Boards Of Canada: Music Has The Right To Children

News   2024-11-29 06:20:54

Electronica may be a useful marketing term, but the category misleadingly lumps together virtually anything with a sample or a loop. The failing of that vague moniker is that it makes no distinction between post-ambient-techno programmed music and, say, Madonna, The Prodigy, or Nine Inch Nails. Consequently, anything that even remotely blips or bloops automatically constitutes electronica. Groups like Autechre, then, may best be described as simply electronic. The brainchild of Sean Booth and Rob Brown, Autechre has, over the course of four albums, charted new musical territory filled with dense digital noise, complex rhythmic collages, and nearly three-dimensional soundscapes. The group's trademark cacophony straddles the line between sheer experimental composition and the subliminal melodies of ambient music, sounding at times beyond the reaches of mere programmers—like a sentient digital beast unleashed by some non-human hand.

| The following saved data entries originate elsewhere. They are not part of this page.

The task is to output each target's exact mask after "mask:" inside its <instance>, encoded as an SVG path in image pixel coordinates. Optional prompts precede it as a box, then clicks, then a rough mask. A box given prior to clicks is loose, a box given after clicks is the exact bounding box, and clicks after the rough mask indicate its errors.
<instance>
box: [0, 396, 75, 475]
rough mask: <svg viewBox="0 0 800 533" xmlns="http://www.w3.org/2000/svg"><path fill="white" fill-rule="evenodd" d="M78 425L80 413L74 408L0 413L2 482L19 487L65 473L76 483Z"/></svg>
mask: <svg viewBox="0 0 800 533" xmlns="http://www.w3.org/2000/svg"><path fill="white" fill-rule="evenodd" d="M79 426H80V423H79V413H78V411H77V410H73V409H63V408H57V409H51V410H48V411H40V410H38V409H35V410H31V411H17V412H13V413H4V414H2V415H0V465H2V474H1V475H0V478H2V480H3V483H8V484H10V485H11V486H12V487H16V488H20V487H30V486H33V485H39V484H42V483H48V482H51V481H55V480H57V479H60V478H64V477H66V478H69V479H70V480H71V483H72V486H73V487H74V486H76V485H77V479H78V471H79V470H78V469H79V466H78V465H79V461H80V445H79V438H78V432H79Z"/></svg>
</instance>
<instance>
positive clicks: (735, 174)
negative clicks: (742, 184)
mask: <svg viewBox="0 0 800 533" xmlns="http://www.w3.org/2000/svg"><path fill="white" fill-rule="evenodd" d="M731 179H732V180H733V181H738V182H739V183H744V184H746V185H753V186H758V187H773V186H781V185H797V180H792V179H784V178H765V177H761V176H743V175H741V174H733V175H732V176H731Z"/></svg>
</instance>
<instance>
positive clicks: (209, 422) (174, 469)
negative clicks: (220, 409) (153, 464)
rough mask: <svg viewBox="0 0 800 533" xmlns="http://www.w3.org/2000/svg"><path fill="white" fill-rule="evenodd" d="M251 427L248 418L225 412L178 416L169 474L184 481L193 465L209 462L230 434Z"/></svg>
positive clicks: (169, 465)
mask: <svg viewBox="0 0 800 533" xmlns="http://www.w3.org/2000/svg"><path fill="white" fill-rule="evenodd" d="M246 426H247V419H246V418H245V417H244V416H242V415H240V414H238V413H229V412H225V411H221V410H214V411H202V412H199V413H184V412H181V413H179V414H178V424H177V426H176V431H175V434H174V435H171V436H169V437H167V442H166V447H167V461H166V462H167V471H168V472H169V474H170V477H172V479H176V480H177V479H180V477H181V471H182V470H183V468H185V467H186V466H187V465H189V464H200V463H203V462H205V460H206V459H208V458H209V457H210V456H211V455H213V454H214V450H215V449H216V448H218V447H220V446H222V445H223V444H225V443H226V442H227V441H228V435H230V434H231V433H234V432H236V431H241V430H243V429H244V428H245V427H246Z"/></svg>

After such remarkable albums as Tri Repetae and Chiastic Slide, though, Autechre's eponymous fifth disc is a bit of a letdown. The music is more hectic than usual, and the fragmented beats slightly less organic, almost as abstract as a bag of ball-bearings spilled out onto the floor. Booth and Brown's carefully arranged entropy sounds a tad conventional (for Autechre) on this album, as if the pair blew a gasket trying to find new ways to blow listeners' minds. As always, the results of Autechre's studio alchemy is intriguing, and the subtle tempo and rhythm changes astounding, but this album is rarely more than the sound of two wildly talented tech-heads running in place. Autechre's U.K. labelmate Boards Of Canada, the musical pairing of Scottish studio mavens Marcus Eoin and Mike Sandison, plays similarly post-ambient electronic music, but the duo's touches of hip-hop and occasional playfulness veer closer to Autechre's alter-ego Gescom. Boards Of Canada also pays a bit more attention to melody, albeit with the same outer-space sense of songcraft that permeates Aphex Twin's haunting Selected Ambient Works Vol. II. For those interested in what the electronic underground is up to, Music Has The Right To Children is a brilliant, frequently beautiful place to start digging.